Comment #3 by nilsbossung — 2013-07-19T07:59:08Z
(In reply to comment #2) > Well... what did you think it was going to print? you have a utf-8 sequence. > char c = s[0]; will extract the first code*point* You mean code*unit*. > of your unicode. You want the first code*unit*. code*point*
Comment #4 by MATTCA — 2013-07-19T08:24:57Z
(In reply to comment #2) > Well... what did you think it was going to print? you have a utf-8 sequence. > char c = s[0]; will extract the first code*point* of your unicode. You want the > first code*unit*. > > http://www.fileformat.info/info/unicode/char/a3/index.htm > EG: £ is the codepoint "AE" > In UTF8 it is represented by the sequence: [0xC2, 0xA3] > > When you write "char c = s[0];", you are extracting the first codeunit, which > is 0xC2. When you pass this to to writeln, what will happen will mostly depend > on your locale/codepage. If it is set to UF8 (CP65001 on windows), then it will > print the "unknown character", since it you passed an incomplete sequence. > > The correct code you want is: > dchar c = s.front; > > (remember to include std.array to front). > > Another alternative, is to simply work from the ground up with dstrings. > > module main; > > import std.stdio; > > void main(string[] args) { > dstring s = "£££"; > writeln(s); // Output: £££ > > dchar c = s[0]; > writeln(c); // Output: £ > > writeln(s[0]); // Output: £ > } > > Do you have access to "The D Programming Language"? It has the best > introduction to unicode/UTF I've read. Thanks for the response! Yeah, I converted my project to use dstrings on the off chance it worked after posting, lo-behold this is the fix it seems. I plan on eventually getting the book, although I've read some bad reviews regarding the e-book/kindle version, so I'm having to wait a little longer to get a hard copy.
Comment #5 by monarchdodra — 2013-07-19T08:28:23Z
(In reply to comment #3) > (In reply to comment #2) > > Well... what did you think it was going to print? you have a utf-8 sequence. > > char c = s[0]; will extract the first code*point* > > You mean code*unit*. > > > of your unicode. You want the first code*unit*. > > code*point* Oops. Massive face-palm. Thank you for correcting me.
Comment #6 by monarchdodra — 2013-07-19T08:41:49Z
(In reply to comment #4) > Thanks for the response! Yeah, I converted my project to use dstrings on the > off chance it worked after posting, lo-behold this is the fix it seems. > > I plan on eventually getting the book, although I've read some bad reviews > regarding the e-book/kindle version, so I'm having to wait a little longer to > get a hard copy.
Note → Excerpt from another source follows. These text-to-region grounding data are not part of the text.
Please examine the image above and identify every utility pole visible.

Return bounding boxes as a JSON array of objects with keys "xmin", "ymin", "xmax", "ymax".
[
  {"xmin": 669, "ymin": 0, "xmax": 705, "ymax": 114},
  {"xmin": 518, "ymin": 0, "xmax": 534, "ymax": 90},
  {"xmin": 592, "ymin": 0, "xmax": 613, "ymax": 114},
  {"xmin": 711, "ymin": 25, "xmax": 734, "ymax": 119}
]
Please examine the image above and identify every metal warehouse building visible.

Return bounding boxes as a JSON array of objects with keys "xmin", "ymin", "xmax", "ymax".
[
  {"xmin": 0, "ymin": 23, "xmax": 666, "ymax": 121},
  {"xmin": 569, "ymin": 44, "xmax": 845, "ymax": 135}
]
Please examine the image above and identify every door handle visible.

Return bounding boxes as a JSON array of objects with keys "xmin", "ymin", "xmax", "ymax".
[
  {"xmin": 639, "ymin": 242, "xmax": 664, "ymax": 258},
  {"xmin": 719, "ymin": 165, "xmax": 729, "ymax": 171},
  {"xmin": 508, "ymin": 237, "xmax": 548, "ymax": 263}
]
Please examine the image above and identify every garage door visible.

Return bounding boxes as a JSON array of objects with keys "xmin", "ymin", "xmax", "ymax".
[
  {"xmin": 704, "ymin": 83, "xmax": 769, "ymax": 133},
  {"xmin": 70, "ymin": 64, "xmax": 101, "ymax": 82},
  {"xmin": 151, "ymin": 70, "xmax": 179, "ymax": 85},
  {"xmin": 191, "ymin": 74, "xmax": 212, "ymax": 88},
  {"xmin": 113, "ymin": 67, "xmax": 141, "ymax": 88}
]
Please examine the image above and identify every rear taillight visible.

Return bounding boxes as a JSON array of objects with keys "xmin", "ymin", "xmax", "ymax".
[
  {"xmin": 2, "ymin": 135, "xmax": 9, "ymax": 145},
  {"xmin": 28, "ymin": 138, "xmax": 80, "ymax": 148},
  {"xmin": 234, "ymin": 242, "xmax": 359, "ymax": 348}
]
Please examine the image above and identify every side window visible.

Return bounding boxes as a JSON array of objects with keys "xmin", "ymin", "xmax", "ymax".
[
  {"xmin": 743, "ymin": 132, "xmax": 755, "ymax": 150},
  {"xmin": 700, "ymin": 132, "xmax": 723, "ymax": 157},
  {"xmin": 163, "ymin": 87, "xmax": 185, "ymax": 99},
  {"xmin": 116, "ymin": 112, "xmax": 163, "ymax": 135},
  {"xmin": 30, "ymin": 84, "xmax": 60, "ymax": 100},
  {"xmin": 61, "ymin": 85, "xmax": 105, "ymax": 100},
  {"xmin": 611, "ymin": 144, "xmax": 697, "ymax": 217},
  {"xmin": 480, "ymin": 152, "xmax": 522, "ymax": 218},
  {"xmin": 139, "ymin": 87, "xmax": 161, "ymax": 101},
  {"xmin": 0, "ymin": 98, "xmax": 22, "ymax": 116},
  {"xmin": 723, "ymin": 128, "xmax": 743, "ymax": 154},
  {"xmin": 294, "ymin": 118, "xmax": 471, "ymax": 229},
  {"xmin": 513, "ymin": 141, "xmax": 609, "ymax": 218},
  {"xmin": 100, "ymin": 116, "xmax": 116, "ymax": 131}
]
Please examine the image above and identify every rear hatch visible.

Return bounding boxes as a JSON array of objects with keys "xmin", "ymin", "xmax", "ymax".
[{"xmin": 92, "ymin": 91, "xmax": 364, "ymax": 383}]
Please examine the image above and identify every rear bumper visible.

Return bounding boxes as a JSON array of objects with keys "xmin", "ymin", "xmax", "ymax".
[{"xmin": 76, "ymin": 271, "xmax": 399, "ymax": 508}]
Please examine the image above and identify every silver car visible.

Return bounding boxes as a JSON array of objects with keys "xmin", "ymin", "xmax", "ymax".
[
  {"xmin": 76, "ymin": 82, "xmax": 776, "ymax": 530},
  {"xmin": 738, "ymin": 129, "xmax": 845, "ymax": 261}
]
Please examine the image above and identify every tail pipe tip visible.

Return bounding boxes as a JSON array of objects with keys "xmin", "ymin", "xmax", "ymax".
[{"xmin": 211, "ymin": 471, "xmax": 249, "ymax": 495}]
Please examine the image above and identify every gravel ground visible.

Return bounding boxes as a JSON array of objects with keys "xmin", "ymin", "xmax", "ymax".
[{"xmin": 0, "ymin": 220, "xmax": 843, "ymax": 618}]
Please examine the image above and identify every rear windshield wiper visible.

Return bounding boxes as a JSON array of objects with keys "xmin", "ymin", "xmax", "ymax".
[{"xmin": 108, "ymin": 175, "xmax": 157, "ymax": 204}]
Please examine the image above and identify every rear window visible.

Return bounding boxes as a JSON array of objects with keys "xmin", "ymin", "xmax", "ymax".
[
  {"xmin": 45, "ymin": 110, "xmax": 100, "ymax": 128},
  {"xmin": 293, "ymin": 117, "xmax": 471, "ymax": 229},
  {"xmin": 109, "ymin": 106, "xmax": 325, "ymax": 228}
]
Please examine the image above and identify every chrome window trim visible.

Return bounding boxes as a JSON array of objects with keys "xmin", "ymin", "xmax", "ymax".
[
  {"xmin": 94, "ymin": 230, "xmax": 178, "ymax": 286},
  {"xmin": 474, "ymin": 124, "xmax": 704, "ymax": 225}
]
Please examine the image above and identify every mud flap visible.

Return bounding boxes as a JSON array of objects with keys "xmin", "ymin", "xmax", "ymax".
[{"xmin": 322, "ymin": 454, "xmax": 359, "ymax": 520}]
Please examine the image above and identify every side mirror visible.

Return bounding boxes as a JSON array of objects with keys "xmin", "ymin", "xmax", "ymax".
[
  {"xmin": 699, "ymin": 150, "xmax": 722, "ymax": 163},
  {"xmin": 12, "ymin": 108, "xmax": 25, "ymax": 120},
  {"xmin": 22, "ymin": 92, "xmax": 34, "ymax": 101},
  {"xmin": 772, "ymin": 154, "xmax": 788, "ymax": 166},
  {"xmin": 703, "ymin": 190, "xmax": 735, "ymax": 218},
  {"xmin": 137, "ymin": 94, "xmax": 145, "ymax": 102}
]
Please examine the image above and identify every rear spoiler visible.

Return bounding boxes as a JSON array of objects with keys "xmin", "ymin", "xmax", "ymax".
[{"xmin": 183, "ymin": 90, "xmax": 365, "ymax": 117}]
I'd recommend trying to get your project to work with "normal UTF8" strings. They're the norm in D, and you'll have to get around to understanding how they work sooner or later. To make it *really* simple, a UTF-8 string should be handled like a bidirectional range of dchars. You can ask for front/back, popFront/popBack, and empty. Stick to only these primitives, and your code is *guaranteed* to work. All the other primitives (length, index, slice), while *present* require much more knowledge of what is going on, and should be used only when you *know* what you are doing. As a matter of fact, if you ask a string if it supports, say length: "hasLength!string": it will say "false".